The Need for Renewal Became Quickly Obvious
Cox’s work saw that the child poverty rate came down “substantially” after the initial monthly CTC payments — and that poverty was reduced by nearly 30%. “The monthly payments delivered in December kept 3.7 million children out of poverty, and unfortunately that was largely reversed in the early part of this year because the monthly payment stopped at the end of December. Research shows that in February, 3.4 million more children were in poverty than December of last year. We basically saw the gains from the Child Tax Credit almost immediately reversed.”
It Was Indiscriminate — Which Led to Its Success
No small part of the CTC’s success was because of how much more accessible the credit became to the families that needed it most. The expansion of the credit to be fully refundable alone is to thank here. “We estimate that roughly 87% of the poverty reduction was due to making the credit fully refunded,” Cox explained.

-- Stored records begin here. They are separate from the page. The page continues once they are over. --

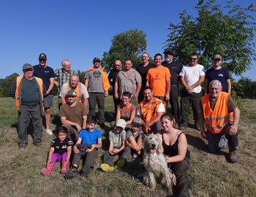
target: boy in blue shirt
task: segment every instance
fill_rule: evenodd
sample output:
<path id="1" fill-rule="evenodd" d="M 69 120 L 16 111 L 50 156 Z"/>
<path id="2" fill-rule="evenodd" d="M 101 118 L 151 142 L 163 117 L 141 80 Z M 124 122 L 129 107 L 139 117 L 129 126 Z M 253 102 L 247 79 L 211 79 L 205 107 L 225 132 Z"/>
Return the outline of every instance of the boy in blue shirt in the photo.
<path id="1" fill-rule="evenodd" d="M 98 129 L 95 128 L 97 125 L 97 118 L 94 115 L 89 115 L 86 120 L 86 129 L 83 129 L 79 132 L 78 139 L 76 144 L 73 147 L 74 157 L 72 163 L 72 168 L 69 172 L 66 173 L 66 179 L 72 179 L 75 177 L 80 176 L 78 172 L 78 165 L 81 155 L 86 154 L 86 162 L 84 167 L 83 168 L 82 177 L 86 177 L 90 171 L 94 168 L 95 157 L 99 154 L 99 149 L 102 147 L 102 133 Z M 81 151 L 78 149 L 78 144 L 88 144 L 86 150 Z M 89 148 L 89 147 L 91 147 Z"/>

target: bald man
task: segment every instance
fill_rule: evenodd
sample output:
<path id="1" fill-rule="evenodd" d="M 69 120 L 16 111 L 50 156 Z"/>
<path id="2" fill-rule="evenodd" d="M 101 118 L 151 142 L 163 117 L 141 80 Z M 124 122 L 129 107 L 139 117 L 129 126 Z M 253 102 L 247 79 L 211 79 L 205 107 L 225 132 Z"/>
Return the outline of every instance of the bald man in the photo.
<path id="1" fill-rule="evenodd" d="M 115 69 L 112 69 L 110 72 L 108 74 L 108 81 L 109 83 L 111 85 L 112 88 L 113 88 L 113 100 L 115 103 L 115 112 L 116 112 L 116 109 L 117 106 L 118 104 L 120 104 L 120 99 L 119 98 L 115 98 L 115 82 L 116 82 L 116 76 L 118 74 L 118 72 L 122 70 L 122 63 L 121 61 L 117 60 L 115 61 Z"/>

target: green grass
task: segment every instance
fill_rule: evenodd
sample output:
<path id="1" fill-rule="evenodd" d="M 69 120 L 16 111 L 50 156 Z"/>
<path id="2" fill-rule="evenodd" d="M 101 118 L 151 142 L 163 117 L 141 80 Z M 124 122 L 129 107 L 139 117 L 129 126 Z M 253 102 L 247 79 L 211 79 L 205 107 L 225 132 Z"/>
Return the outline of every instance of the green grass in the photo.
<path id="1" fill-rule="evenodd" d="M 235 164 L 227 161 L 227 147 L 218 154 L 210 154 L 208 143 L 200 132 L 192 128 L 184 131 L 191 152 L 188 174 L 194 180 L 190 196 L 256 196 L 256 101 L 247 101 L 241 100 L 247 114 L 242 115 L 239 122 L 240 149 Z M 166 188 L 159 185 L 156 192 L 151 193 L 144 185 L 133 182 L 134 173 L 143 169 L 141 160 L 133 161 L 130 157 L 122 169 L 112 172 L 102 172 L 99 169 L 104 152 L 108 149 L 110 122 L 115 119 L 112 96 L 106 98 L 105 109 L 106 127 L 103 130 L 97 126 L 102 131 L 103 146 L 96 158 L 95 169 L 88 178 L 65 180 L 59 174 L 59 163 L 56 163 L 50 177 L 40 174 L 41 169 L 45 166 L 50 144 L 54 136 L 43 133 L 43 146 L 36 147 L 29 136 L 27 149 L 23 152 L 18 151 L 15 104 L 12 98 L 1 98 L 0 196 L 166 196 Z M 50 128 L 53 130 L 60 124 L 56 97 L 50 112 Z M 190 120 L 189 125 L 192 125 L 193 121 Z M 32 128 L 30 123 L 29 131 Z M 173 196 L 177 196 L 176 191 Z"/>

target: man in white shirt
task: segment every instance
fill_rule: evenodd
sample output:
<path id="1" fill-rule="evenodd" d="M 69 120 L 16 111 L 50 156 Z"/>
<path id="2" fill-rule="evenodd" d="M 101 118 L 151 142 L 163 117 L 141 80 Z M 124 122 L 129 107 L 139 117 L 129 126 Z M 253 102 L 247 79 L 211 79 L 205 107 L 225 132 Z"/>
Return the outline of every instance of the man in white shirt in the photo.
<path id="1" fill-rule="evenodd" d="M 181 124 L 180 130 L 186 129 L 189 122 L 189 110 L 190 103 L 193 109 L 195 128 L 200 131 L 198 117 L 201 97 L 201 83 L 205 80 L 205 69 L 197 64 L 198 55 L 193 53 L 190 55 L 189 64 L 184 66 L 180 72 L 181 82 L 184 87 L 181 92 Z"/>

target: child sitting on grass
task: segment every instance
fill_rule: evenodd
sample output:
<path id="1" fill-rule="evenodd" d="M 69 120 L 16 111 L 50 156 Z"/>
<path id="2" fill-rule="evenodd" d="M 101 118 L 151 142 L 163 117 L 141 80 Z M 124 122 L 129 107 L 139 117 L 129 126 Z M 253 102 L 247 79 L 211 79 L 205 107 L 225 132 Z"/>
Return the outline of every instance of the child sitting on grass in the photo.
<path id="1" fill-rule="evenodd" d="M 124 119 L 119 119 L 115 128 L 109 132 L 110 145 L 108 150 L 104 153 L 103 163 L 101 168 L 103 171 L 113 171 L 113 156 L 118 154 L 120 157 L 116 168 L 121 168 L 131 153 L 131 149 L 125 147 L 126 132 L 124 128 L 127 123 Z"/>
<path id="2" fill-rule="evenodd" d="M 50 176 L 56 161 L 61 160 L 62 161 L 61 174 L 67 172 L 66 168 L 69 164 L 72 142 L 67 137 L 67 129 L 64 126 L 59 126 L 56 132 L 57 138 L 54 139 L 50 144 L 46 168 L 41 170 L 41 173 L 45 176 Z"/>
<path id="3" fill-rule="evenodd" d="M 132 149 L 132 157 L 137 158 L 142 155 L 142 142 L 144 139 L 144 133 L 140 128 L 141 119 L 135 117 L 132 122 L 132 129 L 127 132 L 126 145 Z"/>
<path id="4" fill-rule="evenodd" d="M 86 157 L 86 162 L 83 168 L 82 177 L 86 177 L 94 168 L 95 157 L 99 154 L 99 149 L 102 147 L 102 133 L 99 130 L 95 128 L 97 125 L 97 118 L 94 115 L 89 115 L 86 120 L 86 129 L 83 129 L 79 132 L 78 139 L 76 144 L 74 146 L 74 158 L 72 163 L 72 168 L 69 172 L 66 173 L 66 179 L 72 179 L 80 176 L 78 172 L 78 165 L 81 155 Z M 87 146 L 86 150 L 78 148 L 78 144 L 83 144 Z M 84 152 L 86 153 L 84 155 Z"/>

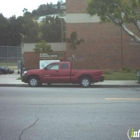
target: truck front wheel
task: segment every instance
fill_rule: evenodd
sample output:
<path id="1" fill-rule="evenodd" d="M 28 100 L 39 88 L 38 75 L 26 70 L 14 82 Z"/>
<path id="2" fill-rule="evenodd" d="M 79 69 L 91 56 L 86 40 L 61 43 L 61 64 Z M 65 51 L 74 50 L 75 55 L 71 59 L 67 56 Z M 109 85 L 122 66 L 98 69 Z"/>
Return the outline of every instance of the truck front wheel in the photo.
<path id="1" fill-rule="evenodd" d="M 90 84 L 91 84 L 90 78 L 88 78 L 88 77 L 82 77 L 82 78 L 80 79 L 80 85 L 81 85 L 82 87 L 89 87 Z"/>
<path id="2" fill-rule="evenodd" d="M 38 86 L 41 85 L 41 82 L 40 82 L 38 77 L 32 76 L 32 77 L 29 78 L 28 84 L 29 84 L 30 87 L 38 87 Z"/>

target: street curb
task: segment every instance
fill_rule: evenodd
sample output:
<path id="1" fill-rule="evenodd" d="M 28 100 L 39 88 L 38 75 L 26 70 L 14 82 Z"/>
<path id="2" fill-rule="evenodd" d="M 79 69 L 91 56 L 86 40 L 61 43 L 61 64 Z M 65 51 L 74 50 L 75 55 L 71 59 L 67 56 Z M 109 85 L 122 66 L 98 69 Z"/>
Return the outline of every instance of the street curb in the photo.
<path id="1" fill-rule="evenodd" d="M 0 84 L 0 87 L 30 87 L 28 84 Z M 42 85 L 41 87 L 79 87 L 80 85 Z M 140 88 L 140 85 L 91 85 L 89 88 Z"/>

When you take a bird’s eye view of the policy, you might think it was a massive program because of how much it helped families. But in reality, it actually was a relatively minor investment.

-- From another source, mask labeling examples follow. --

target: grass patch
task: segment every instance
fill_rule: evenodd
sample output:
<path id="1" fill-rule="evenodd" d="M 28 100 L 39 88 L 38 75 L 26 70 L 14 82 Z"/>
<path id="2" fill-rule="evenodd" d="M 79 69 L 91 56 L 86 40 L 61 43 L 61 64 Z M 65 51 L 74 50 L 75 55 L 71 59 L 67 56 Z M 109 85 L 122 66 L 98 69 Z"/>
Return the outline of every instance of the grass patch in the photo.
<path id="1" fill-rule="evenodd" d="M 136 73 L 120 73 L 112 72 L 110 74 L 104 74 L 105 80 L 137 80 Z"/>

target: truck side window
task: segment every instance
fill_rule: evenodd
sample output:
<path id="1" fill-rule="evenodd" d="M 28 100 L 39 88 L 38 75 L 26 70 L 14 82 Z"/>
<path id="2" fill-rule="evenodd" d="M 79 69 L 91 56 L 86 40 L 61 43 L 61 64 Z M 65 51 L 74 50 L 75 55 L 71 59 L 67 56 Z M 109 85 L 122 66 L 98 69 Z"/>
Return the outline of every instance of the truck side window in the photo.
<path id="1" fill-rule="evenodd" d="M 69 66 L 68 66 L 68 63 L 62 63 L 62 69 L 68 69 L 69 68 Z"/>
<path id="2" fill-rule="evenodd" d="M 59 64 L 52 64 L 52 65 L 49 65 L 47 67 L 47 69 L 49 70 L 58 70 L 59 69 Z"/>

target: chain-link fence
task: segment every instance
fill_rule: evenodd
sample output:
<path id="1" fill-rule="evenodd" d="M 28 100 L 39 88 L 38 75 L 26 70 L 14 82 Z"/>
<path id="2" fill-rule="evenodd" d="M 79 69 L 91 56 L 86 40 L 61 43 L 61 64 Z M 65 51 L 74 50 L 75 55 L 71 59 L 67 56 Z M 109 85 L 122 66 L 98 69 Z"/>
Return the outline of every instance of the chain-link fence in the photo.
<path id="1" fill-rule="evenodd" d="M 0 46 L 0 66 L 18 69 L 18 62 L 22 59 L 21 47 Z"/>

“Already, prior to the child tax credit expansion, families received $2,000 per child per year. This was expanded to $3,600. It’s not like we’re giving folks tens of thousands of dollars. Yet that modest increase in the Child Tax Credit was just so impactful,” Bustamante said. The combination of just a little bit of extra cash — plus making sure the credit was fully refundable for all families — made it transformative.
And even if we don’t go back to the $3,600 credit, much could still be saved. “If you took the current credit of $2,000 and made it fully refundable, it would be still estimated to lift roughly 2 million kids above the poverty line, or to reduce child poverty by roughly 20%,” Cox noted.
Black and Latinx Kids Disproportionately Benefited
“Before the American Rescue Plan, nearly 27 million children received less than the full credit, because their families earn too little,” and half of all Black and Latinx kids didn’t get the full credit before the expansion, Cox explains. That was compared to just 20% of white kids. And that’s the “the structure of the credit that we’re returning to… [where] children in lower income families get a smaller child tax credit than children in families with more financial resources.”
When the payments expired, we saw just how much going back to the initial structure of the credit made poverty go up in particular for Black and Latinx kids. “Families making the minimum wage actually didn’t make enough to get the full child tax credit, so in some way, it was an upside down policy. It didn’t deliver sufficient help to the people who needed it the most.”
America’s Disproportionate Rates of Child Poverty Were Revealed
Cox points to the fact that while we have Social Security in the United States, we have very little in the way of supporting kids. “Many developed countries have what’s referred to as a child allowance, which recognizes the importance of providing families, especially those with young children, with income from the government. Our research showed that in large part, other developed countries may have had similar child poverty rates before those government programs, but when you look at child poverty rates after government programs, the U.S. is an outlier with much higher child poverty. That’s precisely because other countries have chosen to institute child allowances that help to protect many children from poverty.”
“Do we want to have persistently higher child poverty than many comparable nations around the world?” she asks. “Or does the U.S. want to catch up to the rest of the world and recognize the importance of investing in children?”